An account from Varanasi, where bhang and thandai struggle to survive the onslaught of LSD and Coca-Cola.

Among the believers
An account from Varanasi, where bhang and thandai struggle to survive the onslaught of LSD and Coca-Cola. Copyright: Kristjan-Jaak Tammsaar

Not far from my hotel in the Assi locality of Varanasi was Pappu's chai shop – a trifling, box-shaped affair, among the hundreds of similar looking places on both sides of the bustling road which leads to Assi Ghat. During my five days' stay there in early March, I found myself spending more time at Pappu's shop than anywhere else. But – and this, I suspect, was because of the stories that I had heard, both real and apocryphal – when I first went there on the morning of my arrival in Varanasi, I had prepared myself for an anti-climax.

Even in a city with a legendary flair for milk and cannabis products in all their variants, the young Baldev Singh – who had a short stint in a lowly-position in the imperial army – didn't have to try very hard in 1948 to come up with a rather unique and unusual combo: a place which served dollops of bhang, alongside strong milk chai.

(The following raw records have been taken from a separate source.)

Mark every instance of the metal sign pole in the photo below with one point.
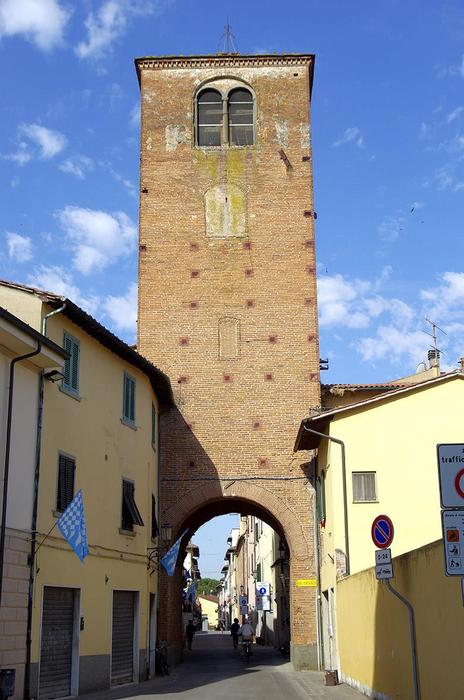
(412, 631)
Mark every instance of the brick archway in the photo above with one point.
(272, 502)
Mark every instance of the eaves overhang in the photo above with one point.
(226, 60)
(159, 381)
(305, 440)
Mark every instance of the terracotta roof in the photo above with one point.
(159, 381)
(212, 598)
(309, 441)
(363, 387)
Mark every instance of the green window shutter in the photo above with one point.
(65, 491)
(153, 424)
(71, 367)
(128, 404)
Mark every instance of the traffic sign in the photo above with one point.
(383, 571)
(383, 556)
(453, 541)
(451, 472)
(382, 531)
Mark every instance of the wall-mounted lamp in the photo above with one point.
(54, 375)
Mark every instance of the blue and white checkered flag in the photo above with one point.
(170, 558)
(72, 526)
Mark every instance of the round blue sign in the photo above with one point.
(382, 531)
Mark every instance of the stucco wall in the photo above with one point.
(397, 439)
(373, 631)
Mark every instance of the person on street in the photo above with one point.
(234, 629)
(246, 631)
(189, 633)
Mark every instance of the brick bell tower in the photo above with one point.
(227, 298)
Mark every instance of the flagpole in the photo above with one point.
(48, 533)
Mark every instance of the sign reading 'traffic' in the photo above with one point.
(451, 472)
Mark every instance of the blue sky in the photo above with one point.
(388, 139)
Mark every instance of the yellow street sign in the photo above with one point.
(306, 582)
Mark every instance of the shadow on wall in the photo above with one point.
(375, 646)
(191, 488)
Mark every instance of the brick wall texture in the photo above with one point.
(228, 444)
(13, 612)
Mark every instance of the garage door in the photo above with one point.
(56, 648)
(122, 652)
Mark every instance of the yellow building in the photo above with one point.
(378, 456)
(209, 611)
(93, 624)
(24, 354)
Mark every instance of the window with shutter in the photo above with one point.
(65, 489)
(70, 380)
(128, 402)
(364, 487)
(130, 515)
(154, 521)
(153, 424)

The shop, now popularly referred to by his son's moniker, continues the tradition.

In his acclaimed, if somewhat controversial novel Kashi Ka Assi, Kashinath Singh captured the despair and nostalgia of Varanasi of the 1990s, from the vantage point of this shop. His work was a satire on the lethal trio of Mandalisation, Hindutvaisation and globalisation, and the havoc they unleashed on this city of Lord Shiva, where people prided themselves on their phakkarpan, or carefree life. The protagonists of his novel, most of whom were in the sunset of their lives, sat here every day without any sense of urgency. They sipped chai, gobbled a few golis (balls) of bhang, refuted history and mythology and hurled slang at one and all. The latter they did in the tradition of a true Banarasi – always with the finesse of a poet.

On the morning I arrived, the customers had devoted themselves to discussing the fate of Raja Bhaiya – a local goon-turned-politician, who had been implicated in the mob killing of a police officer. The talk, with time, shifted to the officer's wife, who was dubbed bahadur – brave – for  demanding a probe into her husband's murder. "Aur kitni khoobsurat bhi hai! She is so beautiful too!" an elderly gentleman uttered innocently, in the midst of what was becoming a rather languid conversation. There he was caught: "Looks like Masterjee knows a lot about beauty!" someone mumbled. "But we heard he spent his jawaani – youth – using his right hand, didn't we?" another added with a wink. For a moment it seemed that the old man might take offence, but instead everyone laughed heartily. All their jabbering, one of them later told me, was strictly "aff the recard!"